Dogecoin is providing the market participants with ample opportunities to profit from by participating in range trading. I have been maintaining that rallies up to 50 satoshis can be utilized to build short positions for a target of 47 satoshis, and as can be seen, the recent surge to 49.5 satoshis was quickly followed by a drop to the mentioned target.
Even with high volatility hitting the market, Dogecoin is unchanged from yesterday’s level of 47 satoshis.
An analysis of the 240-minute Dogecoin/Bitcoin price chart above tells of an extended sideways range which would continue to provide numerous trading opportunities to both buyers and sellers.
Dogecoin Chart Structure
Dogecoin is maintaining a wide trading range of 46.3-50 satoshis, where any approach towards the extremes can be utilized to build positions in the market. The levels near 49.5-50 satoshis are acting as strong supply zones while buying pressure is witnessed near 46-46.3 satoshis.
Bollinger Bands The upper range of the BB has dipped to 48.5 satoshis amid repeated failure of bulls to sustain at higher levels. Further lowering of the upper range will result in increased pressure on Dogecoin.
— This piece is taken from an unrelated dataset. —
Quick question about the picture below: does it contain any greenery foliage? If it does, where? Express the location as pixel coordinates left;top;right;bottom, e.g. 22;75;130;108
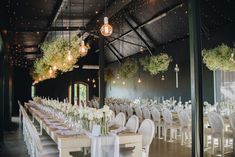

Following the lead of the upper range, the lower range has also dipped to 45.7 satoshis.
Relative Strength Index – The RSI indicator has witnessed a sharp decline from a 1-week high of 65 to 48.2204, indicating strong selling pressure near the higher levels.
From a technical viewpoint, it looks like the bulls and the bears are pretty comfortable with the current Dogecoin range. Traders can employ two strategies to reap huge benefits from the present scenario: buy on dips (when price approaches the floor value) and sell on rise (when price hits the ceiling), however, following the stop-loss is the key to minimizing the risks. Positions must be built keeping the personal risk appetite in mind. Volatility will continue to play an active role.